Some providers are dual-coding dummy claims to test with payers while others are sending live ICD-10 claims for real patients; it depends on the wishes of both the provider and the payer.
University of Utah Health Care learned that using live ICD-10 claims gives a provider real-time data without using an ICD-10 era production environment, which most providers don't yet have. "That was the only way we could be sure the end result was what we really would see if we were live," says Connie Tohara, the provider's HIM director.
The more coders dual-code, the more they will feel like it is their regular work pattern and become very proficient, says Mary Beth Haugen, CEO of Haugen Consulting Group. Coders in the ICD-10 era will never get back to their productivity levels under ICD-9, she cautions.

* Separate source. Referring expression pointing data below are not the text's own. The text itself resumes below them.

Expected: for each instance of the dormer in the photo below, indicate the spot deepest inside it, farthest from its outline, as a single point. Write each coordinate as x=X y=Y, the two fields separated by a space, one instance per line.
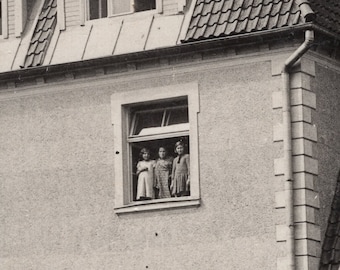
x=13 y=17
x=96 y=9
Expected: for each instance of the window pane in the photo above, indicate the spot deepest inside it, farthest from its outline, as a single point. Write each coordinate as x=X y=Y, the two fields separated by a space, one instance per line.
x=147 y=120
x=141 y=5
x=178 y=116
x=103 y=8
x=120 y=6
x=97 y=9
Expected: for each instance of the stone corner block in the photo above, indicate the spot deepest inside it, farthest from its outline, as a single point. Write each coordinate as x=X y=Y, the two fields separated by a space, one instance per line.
x=301 y=80
x=305 y=164
x=307 y=263
x=306 y=197
x=307 y=247
x=304 y=130
x=301 y=96
x=304 y=213
x=278 y=132
x=302 y=146
x=308 y=66
x=279 y=166
x=281 y=263
x=277 y=99
x=280 y=199
x=301 y=113
x=307 y=231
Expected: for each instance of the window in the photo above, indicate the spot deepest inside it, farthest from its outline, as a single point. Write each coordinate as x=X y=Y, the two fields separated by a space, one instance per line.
x=97 y=9
x=154 y=120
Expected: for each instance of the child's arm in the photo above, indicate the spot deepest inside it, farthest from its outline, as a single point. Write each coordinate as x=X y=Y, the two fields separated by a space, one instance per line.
x=140 y=168
x=173 y=174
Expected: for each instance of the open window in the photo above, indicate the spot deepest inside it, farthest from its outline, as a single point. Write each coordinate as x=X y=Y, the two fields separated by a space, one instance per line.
x=97 y=9
x=155 y=119
x=1 y=18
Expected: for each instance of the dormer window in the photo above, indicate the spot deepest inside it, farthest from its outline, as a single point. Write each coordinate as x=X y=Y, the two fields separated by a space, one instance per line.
x=1 y=18
x=97 y=9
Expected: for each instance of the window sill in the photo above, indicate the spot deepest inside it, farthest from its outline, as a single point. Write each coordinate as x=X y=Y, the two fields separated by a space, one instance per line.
x=157 y=204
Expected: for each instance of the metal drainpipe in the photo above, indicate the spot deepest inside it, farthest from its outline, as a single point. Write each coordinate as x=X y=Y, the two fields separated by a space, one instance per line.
x=287 y=143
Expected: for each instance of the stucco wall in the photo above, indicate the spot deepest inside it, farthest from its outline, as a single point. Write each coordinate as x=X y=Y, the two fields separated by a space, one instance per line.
x=57 y=177
x=327 y=118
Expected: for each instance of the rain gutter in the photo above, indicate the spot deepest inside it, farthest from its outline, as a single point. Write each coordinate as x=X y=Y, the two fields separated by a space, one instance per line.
x=309 y=16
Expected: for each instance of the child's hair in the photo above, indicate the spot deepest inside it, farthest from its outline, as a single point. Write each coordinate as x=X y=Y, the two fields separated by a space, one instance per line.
x=179 y=143
x=159 y=148
x=143 y=151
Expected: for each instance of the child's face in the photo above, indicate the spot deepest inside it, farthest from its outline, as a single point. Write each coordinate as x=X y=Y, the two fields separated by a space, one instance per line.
x=161 y=152
x=180 y=149
x=146 y=155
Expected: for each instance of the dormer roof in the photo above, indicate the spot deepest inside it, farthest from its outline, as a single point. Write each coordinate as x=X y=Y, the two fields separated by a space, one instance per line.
x=220 y=18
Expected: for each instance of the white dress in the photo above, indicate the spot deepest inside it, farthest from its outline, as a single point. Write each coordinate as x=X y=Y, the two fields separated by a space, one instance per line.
x=145 y=180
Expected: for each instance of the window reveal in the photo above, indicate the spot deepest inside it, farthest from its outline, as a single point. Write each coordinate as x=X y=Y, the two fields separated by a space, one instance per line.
x=1 y=18
x=155 y=129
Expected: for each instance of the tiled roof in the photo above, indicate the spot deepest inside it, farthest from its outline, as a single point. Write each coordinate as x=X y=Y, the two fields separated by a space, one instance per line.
x=42 y=34
x=218 y=18
x=330 y=257
x=327 y=14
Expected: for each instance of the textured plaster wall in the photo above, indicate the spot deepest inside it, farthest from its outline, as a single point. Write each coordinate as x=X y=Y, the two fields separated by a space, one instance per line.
x=327 y=117
x=57 y=180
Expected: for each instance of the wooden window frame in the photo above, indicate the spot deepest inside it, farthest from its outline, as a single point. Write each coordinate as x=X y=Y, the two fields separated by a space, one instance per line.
x=120 y=104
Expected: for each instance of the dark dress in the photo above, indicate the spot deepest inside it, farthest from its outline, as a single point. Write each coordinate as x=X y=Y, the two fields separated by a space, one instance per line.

But the more proficient coders become, the lower the productivity hit will be-maybe 20 percent instead of 60-70 percent. Consequently, dual-coding throughout 2015 will give organizations a good idea of the productivity levels they can expect and aid in setting appropriate coder staff levels.
Interestingly, Denver Health has not been dual-coding live claims because its insurers want primarily claims they have seen before-recoded in ICD-10-to check their eligibility systems, says applications analyst Shabazz. Denver Health sends ICD-9 claims to Haugen Consulting, which uses 3M Health software to translate them into ICD-10 and then sends the claims back to Denver Health, which submits them to clearinghouse MedAssets to transmit to insurers for testing. Shabazz expects to use this approach until March, when she anticipates the coding staff will be proficient in dual-coding.
Denial of claims
TriZetto also sees a dramatic increase in denials of claims being tested for adjudication, Logan says. The company will focus during 2015 on the need for denials management processes so that, come Oct. 1, payers are not denying claims that should be approved and providers aren't experiencing an overload of denials.
At a recent conference, Logan asked an audience of about 150 physician practice administrators how many were knowledgeable about denial management and 20 percent raised their hands. That has to change quickly, she warns, noting that Medicare has said rejections and denials may increase 100-200 percent, and days in accounts receivables could rise 20-40 percent. A rejection is when a claim is not accepted by an insurer because something is wrong with the claim, she explains; a denial means an insurer has accepted the claim but the provider gets only partial or no payment, for any of a number of reasons, such as the insurer believing some of the charges were not medically necessary.
High rejection and denial rates are a worry for many providers, Logan says.
TriZetto recently launched a new denial management dashboard that shows the level and trends of denials and how to address them. The dashboard serves as an awareness initiative, so if providers find they have a denials problem, there is time to fix it before October.
But October is closer than providers may realize.